Patch U Makes the Student Connection -- At Scale

We’ve seen a fair amount of partnering between journalism schools and news websites, many of them newspaper-related. In the Bay Area, here, I’ve followed Mission Local, a significant local effort covering a largely Latino, under-covered neighborhood of San Francisco. That’s been a partnership of UC Berkeley’s Grad School of Journalism, providing five interns, and local Mission residents. It produces lots of good journalism — and new models to produce it.

Today, Patch (Newsonomics: “Nine Questions on Patch’s Push“) showed some smarts, acting on similar ideas — but with scale. It has signed agreements with 13 journalism schools, from CUNY to USC (and including UC Berkeley) to provide for-credit (not pay) internships with Patch sites. The program grows out of a test at Hofstra, with Bob Papper, the chair of journalism there and a smart commentator on broadcast media change. The J-schools involved include a number of top-tier ones.

Take that number, 13, though and multiply it; Patch Media President Warren Webster confirms that there can be more than one intern per site. Most importantly, Patch’s clustering of local websites in metro areas should mean we’ll see dozens, if not hundreds, of internships grow out of this new relationship.  Such numbers would provide one answer to those who wonder how the Patch business model will develop. Patch is simply acting on a key principle of getting good content cheaper (or free in this case), one that everyone from HuffPo to Demand Media to the New York Times is using as well.

Quite smart. There have been other newspaper/j-school internships/partnerships, but this one uses scale — 13 schools, and, lots of free help at Patch sites in metro areas. Last year, I wrote about a News Corps idea, as a way to reinvigorate local journalism. Patch’s approach begins to do that, though I do wonder about one key element of all internships — mentoring. In Patch’s case, the site editors largely work solo, out of their homes, and many are not far out of journalism school themselves. Will their mentoring — further squeezed into very long days — be that useful? How, alternatively,  will Patch figure out how to have their regional editors, who are more experienced editors, do some mentoring effectively? If the company is smart, it will devote the thinking and resources necessary to make the program valuable for all, Patch, students and readers.

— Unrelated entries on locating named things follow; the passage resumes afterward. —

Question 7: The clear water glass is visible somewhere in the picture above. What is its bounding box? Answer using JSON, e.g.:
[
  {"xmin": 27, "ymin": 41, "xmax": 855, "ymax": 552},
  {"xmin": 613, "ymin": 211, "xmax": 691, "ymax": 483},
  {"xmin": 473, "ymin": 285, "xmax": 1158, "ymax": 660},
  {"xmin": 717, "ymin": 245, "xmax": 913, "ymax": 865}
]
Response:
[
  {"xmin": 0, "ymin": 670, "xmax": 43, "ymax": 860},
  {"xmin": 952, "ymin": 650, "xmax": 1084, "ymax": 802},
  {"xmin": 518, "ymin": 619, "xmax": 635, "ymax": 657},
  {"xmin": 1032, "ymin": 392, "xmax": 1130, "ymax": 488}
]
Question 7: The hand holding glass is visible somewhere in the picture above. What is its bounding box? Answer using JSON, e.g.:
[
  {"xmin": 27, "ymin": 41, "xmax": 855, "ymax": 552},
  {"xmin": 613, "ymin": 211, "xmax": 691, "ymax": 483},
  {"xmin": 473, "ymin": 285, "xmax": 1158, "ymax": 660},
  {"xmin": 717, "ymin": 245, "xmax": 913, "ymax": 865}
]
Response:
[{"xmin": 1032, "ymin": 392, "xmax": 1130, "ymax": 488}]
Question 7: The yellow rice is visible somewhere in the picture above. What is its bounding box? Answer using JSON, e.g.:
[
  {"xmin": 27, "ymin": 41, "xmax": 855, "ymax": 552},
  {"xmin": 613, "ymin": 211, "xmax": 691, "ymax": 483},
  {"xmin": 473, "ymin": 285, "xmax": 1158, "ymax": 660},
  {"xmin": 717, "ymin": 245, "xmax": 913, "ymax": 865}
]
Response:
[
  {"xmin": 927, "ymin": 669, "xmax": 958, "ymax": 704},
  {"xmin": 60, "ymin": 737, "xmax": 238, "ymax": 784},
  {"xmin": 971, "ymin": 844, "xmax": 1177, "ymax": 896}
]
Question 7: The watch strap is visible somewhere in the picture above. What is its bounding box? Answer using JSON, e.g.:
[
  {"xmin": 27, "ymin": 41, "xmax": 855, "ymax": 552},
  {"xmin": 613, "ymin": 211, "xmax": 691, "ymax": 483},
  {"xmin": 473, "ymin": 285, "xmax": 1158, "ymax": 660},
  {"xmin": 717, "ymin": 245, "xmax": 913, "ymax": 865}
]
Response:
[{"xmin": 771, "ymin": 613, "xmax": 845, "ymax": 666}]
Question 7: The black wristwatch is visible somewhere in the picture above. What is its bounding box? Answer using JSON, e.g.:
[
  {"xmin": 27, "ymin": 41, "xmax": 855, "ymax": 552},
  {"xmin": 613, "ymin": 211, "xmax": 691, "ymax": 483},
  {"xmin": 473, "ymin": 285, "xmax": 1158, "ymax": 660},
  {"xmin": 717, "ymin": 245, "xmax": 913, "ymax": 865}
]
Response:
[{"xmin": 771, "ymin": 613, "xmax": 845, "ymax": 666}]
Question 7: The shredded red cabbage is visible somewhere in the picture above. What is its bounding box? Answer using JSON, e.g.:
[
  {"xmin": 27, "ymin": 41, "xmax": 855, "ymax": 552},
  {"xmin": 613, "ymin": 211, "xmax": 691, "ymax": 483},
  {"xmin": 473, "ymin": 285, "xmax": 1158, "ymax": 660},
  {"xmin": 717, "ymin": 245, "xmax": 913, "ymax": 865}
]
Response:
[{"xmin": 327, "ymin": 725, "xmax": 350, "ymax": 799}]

The initiative proves the proposition that it’s not the idea or invention, it’s the rapid application that makes the most business sense. What we’re talking about here is innovation; not invention of internships, but the rapid usage of new kind of internship system applied at some scale. The scale immediately makes Patch U, as the project is called, something to be noticed, and significantly adds to the amount of coverage that Patch can put on its websites.

Schools participating: Hofstra University’s School of Communication; The City University of New York Graduate School of Journalism; the University of North Carolina School of Journalism and Mass Communication; Northwestern University’s Medill School of Journalism; the Missouri School of Journalism; the University of Connecticut Department of Journalism; the Indiana University School of Journalism; the Stanford University Graduate Program in Journalism; the Columbia College Chicago Journalism Department; the University of California at Berkeley Graduate School of Journalism; the University of Southern California Annenberg School for Communications & Journalism; the Seton Hall Department of Communication and The Arts; and the Quinnipiac University Department of Journalism.